Domestic Workers

Legal Protection of Domestic Work in Myanmar

Traditionally, domestic work has been done by housewives or poor relatives, usually women. It has not been considered real work and has consequently not been paid as such. It has not been afforded labour protections, and not been valued as work. Today, the situation is changing. In urban settings, more wives are working outside of the household requiring them to look beyond their own families to find domestic workers. If women are being employed to keep the house clean, cook, look after the children, do the shopping, the ironing and more; then the question arises, is this not work? Is this not an employer employee relationship? And if so, shouldn’t there be laws specifying the labour conditions as there are for other workers?

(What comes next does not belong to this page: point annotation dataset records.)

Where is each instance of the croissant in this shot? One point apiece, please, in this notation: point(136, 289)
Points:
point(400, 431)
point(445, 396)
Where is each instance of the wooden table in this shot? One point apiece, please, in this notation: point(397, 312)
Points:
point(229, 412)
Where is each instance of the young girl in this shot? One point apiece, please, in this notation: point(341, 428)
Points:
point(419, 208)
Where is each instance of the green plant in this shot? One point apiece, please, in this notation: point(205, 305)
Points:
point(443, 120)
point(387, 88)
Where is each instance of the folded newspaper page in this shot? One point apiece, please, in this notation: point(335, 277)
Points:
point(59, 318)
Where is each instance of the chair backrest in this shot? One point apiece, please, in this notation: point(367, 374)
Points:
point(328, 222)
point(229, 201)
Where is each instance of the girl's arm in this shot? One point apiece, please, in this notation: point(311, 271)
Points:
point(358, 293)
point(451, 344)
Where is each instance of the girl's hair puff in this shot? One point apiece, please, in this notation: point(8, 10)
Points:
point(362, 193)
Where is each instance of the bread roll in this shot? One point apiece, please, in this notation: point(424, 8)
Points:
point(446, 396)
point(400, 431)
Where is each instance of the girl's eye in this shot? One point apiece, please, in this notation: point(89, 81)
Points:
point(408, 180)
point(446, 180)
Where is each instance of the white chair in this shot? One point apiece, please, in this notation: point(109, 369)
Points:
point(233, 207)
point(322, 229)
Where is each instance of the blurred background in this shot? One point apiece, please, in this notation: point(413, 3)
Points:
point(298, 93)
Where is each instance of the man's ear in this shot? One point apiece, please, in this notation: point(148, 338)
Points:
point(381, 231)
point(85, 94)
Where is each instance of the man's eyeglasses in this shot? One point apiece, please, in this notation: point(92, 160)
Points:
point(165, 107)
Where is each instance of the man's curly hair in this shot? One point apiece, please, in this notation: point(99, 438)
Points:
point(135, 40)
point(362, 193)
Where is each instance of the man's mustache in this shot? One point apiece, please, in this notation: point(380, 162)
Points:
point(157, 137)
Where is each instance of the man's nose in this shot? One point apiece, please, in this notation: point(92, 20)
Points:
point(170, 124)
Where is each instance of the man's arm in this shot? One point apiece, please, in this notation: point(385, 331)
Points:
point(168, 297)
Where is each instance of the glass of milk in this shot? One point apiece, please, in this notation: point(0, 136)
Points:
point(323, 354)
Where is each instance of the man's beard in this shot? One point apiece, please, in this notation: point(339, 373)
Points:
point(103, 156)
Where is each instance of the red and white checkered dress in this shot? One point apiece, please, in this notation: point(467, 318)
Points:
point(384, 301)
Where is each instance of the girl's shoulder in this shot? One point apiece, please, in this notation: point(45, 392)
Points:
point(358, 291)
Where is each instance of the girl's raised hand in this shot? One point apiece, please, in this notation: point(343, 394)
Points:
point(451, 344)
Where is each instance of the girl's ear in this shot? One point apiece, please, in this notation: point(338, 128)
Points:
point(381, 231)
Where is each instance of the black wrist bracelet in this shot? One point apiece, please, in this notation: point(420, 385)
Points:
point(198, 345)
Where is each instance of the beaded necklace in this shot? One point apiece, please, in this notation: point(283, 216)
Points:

Currently in Myanmar, domestic workers are excluded from many labour protections in the law including to the right to days off and holidays.
In 2011, the ILO adopted the Convention on Decent Work for Domestic Workers (Convention No 189) providing an international legal framework for the protection of domestic workers.
With several high profile cases of severe abuse and exploitation of domestic workers in Myanmar exposed in the media, there have been some voices calling for change but it is not clear to what extent there is support for the development of a law to protect domestic workers.
Therefore, the Developing International and Internal Labour Migration Governance (DIILM) project of the ILO Yangon, supported by the Livelihoods and Food Security Fund (LIFT) together with the Working Group for Legal Protection of Domestic Workers carried out a public opinion poll to find out how much support there is among the general public, employers and domestic workers for a law protecting domestic work and to better understand where the barriers to such protection may exist.